There are also backend-specific tests, e.g.
lib_eio_linux/tests
lib_eio_luv/tests
Use these for tests that only make sense for one platform.
Some parts of Eio have been formally verified:
- https://github.com/addap/master-thesis/tree/main/documents [video]
- https://github.com/clef-men/zebre/tree/main/theories/eio
Eio's code is indented using ocp-indent.
When making PRs, please do not apply other formatting tools to existing code unrelated to your PR.
Try to avoid making unnecessary changes; this makes review harder and clutters up the Git history.
ocamlformat
may be useful to get badly messed up code to a baseline unformatted state,
from which human formatting can be added where needed.
Contributing to Eio should not be done solely using "AI tools" such as ChatGPT. This is for a few reasons:
- It obfuscates how you think. Purely AI-generated code tells us little about how you think and the problems you might be having. This makes it harder to provide good feedback on PRs and issues.

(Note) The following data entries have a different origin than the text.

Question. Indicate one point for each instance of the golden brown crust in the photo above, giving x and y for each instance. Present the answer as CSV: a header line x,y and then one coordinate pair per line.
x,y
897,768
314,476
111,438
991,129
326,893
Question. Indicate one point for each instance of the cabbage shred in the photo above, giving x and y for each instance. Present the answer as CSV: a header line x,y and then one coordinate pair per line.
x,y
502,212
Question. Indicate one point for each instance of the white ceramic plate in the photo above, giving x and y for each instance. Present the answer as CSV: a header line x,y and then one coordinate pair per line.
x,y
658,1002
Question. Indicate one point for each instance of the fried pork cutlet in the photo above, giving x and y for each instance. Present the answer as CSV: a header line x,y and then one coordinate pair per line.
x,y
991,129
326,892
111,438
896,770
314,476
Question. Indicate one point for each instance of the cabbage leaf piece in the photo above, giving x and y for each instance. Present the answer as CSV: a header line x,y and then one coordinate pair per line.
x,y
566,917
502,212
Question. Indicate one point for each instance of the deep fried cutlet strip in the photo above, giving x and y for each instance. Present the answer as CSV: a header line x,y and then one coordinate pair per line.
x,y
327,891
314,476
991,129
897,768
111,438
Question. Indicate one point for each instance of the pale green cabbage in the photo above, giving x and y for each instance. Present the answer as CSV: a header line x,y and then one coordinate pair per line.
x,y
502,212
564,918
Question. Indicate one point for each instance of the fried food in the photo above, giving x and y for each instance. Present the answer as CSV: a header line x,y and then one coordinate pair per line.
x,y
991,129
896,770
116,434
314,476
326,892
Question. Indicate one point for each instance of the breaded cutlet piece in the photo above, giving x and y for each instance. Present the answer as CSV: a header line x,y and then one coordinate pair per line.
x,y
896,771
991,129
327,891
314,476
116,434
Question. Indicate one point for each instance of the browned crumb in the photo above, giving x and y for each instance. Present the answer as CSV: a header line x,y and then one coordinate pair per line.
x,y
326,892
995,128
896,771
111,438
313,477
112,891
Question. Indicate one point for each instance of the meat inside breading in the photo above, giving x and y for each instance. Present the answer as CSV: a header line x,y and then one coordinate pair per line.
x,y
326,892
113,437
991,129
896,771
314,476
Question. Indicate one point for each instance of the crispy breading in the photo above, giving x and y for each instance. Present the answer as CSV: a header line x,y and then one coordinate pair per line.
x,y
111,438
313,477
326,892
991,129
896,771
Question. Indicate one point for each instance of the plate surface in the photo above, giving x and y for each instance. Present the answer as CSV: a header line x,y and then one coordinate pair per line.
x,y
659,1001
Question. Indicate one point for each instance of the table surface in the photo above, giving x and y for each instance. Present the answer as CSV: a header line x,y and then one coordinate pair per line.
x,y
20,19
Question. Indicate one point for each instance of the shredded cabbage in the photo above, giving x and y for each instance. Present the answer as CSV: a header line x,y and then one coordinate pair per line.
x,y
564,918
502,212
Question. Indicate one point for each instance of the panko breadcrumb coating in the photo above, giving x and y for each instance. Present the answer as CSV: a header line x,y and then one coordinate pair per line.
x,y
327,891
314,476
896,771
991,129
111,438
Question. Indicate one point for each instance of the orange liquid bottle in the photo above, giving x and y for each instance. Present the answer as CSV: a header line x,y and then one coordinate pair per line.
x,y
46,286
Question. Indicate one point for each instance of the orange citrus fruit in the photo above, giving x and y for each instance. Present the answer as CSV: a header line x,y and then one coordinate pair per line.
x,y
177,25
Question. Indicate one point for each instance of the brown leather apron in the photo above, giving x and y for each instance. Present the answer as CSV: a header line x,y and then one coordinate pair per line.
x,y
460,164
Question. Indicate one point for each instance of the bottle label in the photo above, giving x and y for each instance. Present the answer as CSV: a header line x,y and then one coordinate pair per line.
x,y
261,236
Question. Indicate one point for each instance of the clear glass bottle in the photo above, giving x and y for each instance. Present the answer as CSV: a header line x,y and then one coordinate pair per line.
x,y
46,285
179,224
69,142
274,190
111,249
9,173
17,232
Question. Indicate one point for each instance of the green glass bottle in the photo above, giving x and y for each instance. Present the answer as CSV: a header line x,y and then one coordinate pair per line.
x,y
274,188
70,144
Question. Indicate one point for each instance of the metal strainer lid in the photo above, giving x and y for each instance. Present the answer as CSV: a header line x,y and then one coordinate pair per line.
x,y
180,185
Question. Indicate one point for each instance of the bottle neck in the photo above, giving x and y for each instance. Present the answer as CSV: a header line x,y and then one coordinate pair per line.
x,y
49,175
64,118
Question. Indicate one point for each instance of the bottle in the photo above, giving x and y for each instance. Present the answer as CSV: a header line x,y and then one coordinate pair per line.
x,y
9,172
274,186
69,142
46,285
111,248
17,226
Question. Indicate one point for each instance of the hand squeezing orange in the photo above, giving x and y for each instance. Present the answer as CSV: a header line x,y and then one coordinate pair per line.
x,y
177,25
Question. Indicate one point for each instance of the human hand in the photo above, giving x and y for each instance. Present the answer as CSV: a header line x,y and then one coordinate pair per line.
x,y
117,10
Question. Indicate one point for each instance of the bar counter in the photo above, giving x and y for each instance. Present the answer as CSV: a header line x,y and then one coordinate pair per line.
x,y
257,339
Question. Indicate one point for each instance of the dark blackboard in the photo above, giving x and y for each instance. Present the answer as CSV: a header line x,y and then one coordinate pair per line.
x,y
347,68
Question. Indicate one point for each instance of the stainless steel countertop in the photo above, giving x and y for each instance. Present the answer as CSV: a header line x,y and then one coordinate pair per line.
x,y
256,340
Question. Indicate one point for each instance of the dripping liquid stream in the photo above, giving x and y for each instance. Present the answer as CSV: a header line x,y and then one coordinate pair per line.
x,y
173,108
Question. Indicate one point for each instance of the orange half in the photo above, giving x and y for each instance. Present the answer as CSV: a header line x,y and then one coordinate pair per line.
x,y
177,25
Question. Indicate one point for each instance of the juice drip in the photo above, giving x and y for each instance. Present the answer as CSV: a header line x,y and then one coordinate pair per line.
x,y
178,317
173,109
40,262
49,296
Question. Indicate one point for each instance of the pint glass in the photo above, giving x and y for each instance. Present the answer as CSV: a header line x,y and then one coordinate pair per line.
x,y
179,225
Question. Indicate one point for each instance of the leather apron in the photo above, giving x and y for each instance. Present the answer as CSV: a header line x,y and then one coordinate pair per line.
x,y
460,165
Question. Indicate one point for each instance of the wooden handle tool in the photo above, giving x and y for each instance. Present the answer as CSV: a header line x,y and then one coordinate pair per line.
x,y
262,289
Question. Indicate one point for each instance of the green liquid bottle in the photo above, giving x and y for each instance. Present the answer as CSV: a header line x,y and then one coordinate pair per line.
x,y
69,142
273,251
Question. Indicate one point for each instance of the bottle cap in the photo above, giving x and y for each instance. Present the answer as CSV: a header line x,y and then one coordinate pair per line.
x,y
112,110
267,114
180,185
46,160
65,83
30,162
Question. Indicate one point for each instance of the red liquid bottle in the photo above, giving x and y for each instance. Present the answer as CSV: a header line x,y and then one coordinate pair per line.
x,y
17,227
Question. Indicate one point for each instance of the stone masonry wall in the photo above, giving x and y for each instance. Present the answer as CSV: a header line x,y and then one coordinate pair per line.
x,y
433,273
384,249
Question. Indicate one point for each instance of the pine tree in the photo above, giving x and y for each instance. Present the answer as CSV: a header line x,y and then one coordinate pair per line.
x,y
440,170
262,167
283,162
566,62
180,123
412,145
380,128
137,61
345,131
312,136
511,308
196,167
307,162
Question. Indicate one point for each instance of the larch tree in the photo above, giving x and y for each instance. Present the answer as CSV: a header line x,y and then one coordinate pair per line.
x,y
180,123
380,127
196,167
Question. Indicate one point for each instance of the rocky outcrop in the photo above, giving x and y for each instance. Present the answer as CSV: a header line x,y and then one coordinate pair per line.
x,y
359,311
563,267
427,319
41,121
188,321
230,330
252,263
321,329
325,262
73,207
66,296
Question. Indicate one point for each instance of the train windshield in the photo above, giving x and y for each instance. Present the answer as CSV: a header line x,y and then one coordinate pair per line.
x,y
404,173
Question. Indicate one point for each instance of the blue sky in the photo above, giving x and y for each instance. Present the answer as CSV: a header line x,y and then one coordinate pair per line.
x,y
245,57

- It is often more work to review. Particularly for the OCaml ecosystem and libraries like Eio, it seems that these tools are not very good and generate a lot of believable code that is in actual fact completely wrong. PR comments and the code submitted with them can say completely different things.
- It is a grey area for licensing. Models like ChatGPT have been trained on lots of code with different licenses and has been known to simply copy code as an answer to a prompt. We would like to avoid this headache as best we can.
Use AI tools, if you wish, to help you understand OCaml and Eio. Do not offload all of the work of a PR or a comment to these tools.